Ketiga, Keberagamaan yang fungsional, yaitu keberagamaan yang berfungsi bagi kehidupan, kebudayaan, dan peradaban. Hal itu dapat terjadi ketika kita dapat meraih prestasi dan keunggulan. Jadi keberagamaan fungsional memiliki proses yang dinamis, efektif, dan juga membawa dampak yang lebih luas, memiliki fungsi-fungsi sosial, kebudayaan, dan peradaban.
Itulah yang dapat dilakukan oleh umat Islam sebagai umat terbaik (khairu ummah). Dalam Al-Qur’an, kata shirat al-mustaqim (jalan istiqamah) dapat diartikan sebagai jalan lurus, namun juga dapat bermakna jalan tengah. Maka orang beragama perlu keberagamaan yang pertengahan berdasarkan al-aqidah al-wasitiyyah (aqidah pertengahan).

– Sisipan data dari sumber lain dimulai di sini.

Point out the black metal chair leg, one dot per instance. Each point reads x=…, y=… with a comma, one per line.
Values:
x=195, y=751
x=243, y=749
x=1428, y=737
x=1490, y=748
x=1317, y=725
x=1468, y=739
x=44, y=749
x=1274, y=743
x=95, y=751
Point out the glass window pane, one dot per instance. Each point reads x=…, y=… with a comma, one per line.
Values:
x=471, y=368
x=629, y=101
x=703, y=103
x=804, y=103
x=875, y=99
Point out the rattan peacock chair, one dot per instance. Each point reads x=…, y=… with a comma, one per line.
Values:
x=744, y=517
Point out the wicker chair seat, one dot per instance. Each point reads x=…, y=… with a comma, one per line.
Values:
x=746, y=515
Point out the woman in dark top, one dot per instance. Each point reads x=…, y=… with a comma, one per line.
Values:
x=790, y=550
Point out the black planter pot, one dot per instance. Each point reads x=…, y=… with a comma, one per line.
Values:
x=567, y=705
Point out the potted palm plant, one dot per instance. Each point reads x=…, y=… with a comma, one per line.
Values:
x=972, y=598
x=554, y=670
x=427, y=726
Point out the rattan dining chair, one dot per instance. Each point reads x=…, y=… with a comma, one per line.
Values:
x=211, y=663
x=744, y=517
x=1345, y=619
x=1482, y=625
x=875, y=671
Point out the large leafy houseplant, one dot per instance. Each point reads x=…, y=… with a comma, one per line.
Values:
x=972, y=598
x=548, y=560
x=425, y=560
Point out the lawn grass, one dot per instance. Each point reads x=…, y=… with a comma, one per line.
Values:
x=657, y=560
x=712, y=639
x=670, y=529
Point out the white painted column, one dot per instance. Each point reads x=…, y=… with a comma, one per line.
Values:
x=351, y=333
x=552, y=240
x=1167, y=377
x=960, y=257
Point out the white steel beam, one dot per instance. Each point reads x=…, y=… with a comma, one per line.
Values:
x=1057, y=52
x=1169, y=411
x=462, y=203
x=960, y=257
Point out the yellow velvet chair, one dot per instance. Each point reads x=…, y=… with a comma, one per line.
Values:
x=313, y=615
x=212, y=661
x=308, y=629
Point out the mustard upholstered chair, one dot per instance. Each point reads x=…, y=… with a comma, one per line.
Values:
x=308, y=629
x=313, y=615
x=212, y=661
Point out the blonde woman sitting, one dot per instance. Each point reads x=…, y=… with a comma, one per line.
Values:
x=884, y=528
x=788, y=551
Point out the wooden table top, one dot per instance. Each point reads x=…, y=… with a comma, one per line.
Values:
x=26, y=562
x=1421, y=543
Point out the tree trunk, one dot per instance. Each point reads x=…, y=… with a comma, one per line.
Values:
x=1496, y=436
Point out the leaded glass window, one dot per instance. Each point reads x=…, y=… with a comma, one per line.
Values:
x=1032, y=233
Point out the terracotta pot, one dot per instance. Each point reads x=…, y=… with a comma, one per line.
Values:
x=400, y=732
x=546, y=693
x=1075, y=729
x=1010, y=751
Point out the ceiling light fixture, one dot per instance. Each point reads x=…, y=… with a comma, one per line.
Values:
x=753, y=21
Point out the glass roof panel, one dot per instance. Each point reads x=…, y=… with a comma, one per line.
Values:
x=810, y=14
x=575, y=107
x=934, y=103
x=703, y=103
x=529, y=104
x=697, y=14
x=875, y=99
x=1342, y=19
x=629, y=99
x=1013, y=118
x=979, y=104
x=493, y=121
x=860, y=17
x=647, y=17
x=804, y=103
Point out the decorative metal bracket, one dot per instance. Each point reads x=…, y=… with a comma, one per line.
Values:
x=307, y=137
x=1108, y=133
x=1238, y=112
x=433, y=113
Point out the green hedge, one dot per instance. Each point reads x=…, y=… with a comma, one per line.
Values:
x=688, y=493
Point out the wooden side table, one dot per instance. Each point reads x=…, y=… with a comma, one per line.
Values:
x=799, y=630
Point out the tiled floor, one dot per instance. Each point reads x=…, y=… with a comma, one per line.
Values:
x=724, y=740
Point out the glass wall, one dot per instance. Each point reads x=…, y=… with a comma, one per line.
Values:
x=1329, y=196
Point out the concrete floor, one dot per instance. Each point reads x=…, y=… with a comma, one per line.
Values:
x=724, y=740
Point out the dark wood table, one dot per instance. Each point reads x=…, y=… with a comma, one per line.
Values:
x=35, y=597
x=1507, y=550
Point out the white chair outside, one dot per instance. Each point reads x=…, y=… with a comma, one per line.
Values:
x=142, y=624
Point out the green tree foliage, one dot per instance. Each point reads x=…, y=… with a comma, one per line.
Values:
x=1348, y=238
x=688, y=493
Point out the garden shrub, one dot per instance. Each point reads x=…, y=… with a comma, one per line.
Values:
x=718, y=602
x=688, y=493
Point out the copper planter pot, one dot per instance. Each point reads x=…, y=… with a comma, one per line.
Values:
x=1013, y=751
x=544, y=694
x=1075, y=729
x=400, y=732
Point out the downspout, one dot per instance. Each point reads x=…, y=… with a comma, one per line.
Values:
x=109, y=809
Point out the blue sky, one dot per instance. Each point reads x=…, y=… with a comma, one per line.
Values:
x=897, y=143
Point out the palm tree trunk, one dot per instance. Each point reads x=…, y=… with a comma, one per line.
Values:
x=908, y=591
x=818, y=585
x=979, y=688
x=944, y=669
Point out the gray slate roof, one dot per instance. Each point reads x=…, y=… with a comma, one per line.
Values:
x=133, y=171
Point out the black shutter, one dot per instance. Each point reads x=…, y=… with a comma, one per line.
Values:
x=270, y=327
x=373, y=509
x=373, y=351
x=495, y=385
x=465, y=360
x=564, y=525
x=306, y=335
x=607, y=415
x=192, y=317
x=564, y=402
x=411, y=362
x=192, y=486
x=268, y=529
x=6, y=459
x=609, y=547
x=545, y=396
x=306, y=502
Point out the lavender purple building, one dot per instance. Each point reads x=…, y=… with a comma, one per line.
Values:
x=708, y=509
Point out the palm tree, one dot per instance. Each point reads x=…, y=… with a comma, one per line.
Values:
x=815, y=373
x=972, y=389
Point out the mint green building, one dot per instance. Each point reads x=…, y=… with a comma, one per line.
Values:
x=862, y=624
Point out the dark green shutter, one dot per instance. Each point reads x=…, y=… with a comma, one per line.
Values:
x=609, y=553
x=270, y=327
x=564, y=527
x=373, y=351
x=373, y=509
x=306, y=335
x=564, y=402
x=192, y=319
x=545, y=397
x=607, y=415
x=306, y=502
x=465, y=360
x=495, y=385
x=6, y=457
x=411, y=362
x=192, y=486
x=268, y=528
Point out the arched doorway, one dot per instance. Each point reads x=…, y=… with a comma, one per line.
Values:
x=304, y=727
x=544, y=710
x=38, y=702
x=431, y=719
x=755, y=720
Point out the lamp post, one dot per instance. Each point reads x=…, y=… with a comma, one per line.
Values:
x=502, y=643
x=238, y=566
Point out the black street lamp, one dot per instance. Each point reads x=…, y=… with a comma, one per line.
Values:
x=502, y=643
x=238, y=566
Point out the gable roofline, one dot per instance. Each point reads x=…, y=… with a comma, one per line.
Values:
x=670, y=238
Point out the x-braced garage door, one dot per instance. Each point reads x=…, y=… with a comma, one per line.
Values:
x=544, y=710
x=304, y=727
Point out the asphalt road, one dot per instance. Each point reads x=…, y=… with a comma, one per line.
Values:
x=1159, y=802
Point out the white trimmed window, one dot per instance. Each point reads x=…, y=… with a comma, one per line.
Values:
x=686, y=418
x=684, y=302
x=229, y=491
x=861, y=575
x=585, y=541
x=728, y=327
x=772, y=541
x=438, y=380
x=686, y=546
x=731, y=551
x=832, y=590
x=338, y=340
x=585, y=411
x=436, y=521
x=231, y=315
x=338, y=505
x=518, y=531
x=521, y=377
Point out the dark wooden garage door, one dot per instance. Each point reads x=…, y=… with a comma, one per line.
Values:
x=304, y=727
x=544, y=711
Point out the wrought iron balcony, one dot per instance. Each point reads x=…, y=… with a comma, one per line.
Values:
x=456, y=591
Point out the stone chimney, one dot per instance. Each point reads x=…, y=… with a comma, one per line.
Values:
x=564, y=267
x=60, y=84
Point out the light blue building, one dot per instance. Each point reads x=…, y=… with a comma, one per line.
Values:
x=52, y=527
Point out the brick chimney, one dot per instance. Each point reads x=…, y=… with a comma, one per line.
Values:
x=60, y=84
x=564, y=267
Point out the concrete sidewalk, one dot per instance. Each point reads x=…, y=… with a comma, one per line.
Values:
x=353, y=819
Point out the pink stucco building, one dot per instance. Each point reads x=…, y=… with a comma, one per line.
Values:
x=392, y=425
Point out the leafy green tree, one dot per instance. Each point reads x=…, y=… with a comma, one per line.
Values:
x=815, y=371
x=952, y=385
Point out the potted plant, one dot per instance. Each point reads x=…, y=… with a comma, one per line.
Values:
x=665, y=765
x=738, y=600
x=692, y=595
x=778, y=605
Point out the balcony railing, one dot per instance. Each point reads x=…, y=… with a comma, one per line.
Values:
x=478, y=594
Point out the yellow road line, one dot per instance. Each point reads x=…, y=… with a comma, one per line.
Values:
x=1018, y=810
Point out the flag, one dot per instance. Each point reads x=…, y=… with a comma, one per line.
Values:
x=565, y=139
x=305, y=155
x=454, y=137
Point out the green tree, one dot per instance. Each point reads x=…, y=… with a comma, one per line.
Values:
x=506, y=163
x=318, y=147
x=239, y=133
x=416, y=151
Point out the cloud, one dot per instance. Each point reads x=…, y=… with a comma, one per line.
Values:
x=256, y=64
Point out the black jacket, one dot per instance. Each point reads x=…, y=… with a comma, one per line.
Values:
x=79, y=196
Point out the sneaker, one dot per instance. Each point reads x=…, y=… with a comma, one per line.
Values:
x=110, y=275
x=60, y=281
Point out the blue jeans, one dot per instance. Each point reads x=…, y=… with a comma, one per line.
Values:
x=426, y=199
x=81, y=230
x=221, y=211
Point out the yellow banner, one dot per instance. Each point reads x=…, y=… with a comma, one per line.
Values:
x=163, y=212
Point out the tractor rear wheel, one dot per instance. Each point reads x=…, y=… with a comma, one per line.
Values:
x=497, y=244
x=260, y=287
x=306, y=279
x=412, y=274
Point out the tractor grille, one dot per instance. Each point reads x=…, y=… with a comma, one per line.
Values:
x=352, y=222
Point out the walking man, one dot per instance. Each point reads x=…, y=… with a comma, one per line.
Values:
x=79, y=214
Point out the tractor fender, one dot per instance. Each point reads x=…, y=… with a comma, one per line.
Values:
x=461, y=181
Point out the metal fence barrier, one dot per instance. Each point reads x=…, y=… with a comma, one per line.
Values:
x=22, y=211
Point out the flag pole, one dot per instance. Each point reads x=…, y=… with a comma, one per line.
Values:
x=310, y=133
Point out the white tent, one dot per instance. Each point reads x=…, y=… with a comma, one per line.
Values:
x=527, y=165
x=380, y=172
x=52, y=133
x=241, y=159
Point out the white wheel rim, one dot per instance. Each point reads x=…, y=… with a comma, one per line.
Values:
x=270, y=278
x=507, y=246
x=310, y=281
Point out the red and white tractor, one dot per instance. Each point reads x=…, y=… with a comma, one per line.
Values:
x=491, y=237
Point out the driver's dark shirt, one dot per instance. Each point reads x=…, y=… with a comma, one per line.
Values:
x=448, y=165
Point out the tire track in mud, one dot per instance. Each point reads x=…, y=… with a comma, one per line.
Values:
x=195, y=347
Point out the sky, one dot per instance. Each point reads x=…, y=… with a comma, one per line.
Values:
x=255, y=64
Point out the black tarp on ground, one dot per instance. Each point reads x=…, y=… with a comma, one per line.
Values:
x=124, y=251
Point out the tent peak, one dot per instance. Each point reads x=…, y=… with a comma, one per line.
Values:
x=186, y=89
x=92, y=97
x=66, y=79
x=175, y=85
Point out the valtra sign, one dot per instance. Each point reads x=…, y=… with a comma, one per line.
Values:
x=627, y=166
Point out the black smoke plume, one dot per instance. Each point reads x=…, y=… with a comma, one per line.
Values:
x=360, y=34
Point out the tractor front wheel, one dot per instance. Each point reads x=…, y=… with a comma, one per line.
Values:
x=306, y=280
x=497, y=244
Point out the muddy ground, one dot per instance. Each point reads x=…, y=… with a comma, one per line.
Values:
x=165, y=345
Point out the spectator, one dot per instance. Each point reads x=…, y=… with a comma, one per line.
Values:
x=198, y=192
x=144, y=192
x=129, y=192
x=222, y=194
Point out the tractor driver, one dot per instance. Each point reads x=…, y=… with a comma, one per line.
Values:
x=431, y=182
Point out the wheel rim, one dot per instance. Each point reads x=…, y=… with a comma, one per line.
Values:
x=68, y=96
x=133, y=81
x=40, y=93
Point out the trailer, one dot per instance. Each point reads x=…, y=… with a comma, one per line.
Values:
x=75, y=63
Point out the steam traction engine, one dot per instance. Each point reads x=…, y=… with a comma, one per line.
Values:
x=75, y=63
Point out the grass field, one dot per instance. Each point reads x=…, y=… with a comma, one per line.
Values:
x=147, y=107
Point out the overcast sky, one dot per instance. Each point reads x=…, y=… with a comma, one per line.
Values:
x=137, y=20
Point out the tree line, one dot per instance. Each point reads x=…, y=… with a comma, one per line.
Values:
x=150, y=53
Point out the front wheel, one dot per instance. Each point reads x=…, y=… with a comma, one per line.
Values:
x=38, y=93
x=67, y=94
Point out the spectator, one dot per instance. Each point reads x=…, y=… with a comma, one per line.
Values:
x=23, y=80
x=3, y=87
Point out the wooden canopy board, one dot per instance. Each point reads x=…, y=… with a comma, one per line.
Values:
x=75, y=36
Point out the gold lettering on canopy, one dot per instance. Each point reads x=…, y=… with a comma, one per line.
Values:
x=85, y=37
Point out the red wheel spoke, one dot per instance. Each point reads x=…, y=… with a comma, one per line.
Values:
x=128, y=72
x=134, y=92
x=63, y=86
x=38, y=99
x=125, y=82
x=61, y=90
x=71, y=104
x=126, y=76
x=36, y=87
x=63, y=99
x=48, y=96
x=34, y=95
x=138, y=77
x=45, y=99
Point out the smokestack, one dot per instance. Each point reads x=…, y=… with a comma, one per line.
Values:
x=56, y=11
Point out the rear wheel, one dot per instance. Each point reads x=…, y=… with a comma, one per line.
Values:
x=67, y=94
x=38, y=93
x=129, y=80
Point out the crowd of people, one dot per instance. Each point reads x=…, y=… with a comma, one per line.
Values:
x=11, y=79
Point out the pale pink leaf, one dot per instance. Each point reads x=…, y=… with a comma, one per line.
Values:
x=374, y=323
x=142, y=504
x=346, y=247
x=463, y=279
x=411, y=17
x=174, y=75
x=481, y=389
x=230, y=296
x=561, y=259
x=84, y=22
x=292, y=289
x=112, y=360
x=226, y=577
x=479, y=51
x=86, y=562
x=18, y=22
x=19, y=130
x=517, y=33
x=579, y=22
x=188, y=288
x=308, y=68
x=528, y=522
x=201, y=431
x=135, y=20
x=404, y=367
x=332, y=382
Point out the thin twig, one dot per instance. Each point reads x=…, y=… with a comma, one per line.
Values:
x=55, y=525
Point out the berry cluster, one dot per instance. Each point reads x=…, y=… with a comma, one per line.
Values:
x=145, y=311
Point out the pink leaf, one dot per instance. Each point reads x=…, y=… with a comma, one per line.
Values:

Umat Islam disebut sebagai ummatan wasatho (umat pertengahan), selengkapnya dalam Alquran disebutkan: Dan demikian (pula) Kami telah menjadikan kalian (umat Islam) umat pertengahan agar kalian menjadi saksi atas (perbuatan) manusia dan agar Rasul (Muhammad) menjadi saksi atas (perbuatan) kalian. (QS. Al-Baqarah: 143). Jadi kata shirat al-mustaqim dapat diartikan sebagai jalan lurus, jalan tengah, dan itulah jalan kemajuan yang mendaki.
Shirat al-mustaqim punya pengertian jalan tengah yang mendaki, bukan hanya linear datar saja. Sehingga apabila kita dapat dengan selamat dalam mendaki jalan lurus atau jalan tengah, maka kita akan mencapai keberhasilan. Jadi apa pun posisi kita, maka berbuatlah sesuai kemampuan kalian (i’malu ‘ala syakilatikum), karena hal itulah yang dianjurkan dalam Islam. Dengan tahun demi tahun kita merayakan ‘Idul Fithri, masing-masing kita hendaknya meningkatkan kapasitas diri (capacity building) yang kemudian akan dapat meningkatkan kerja dan kinerja.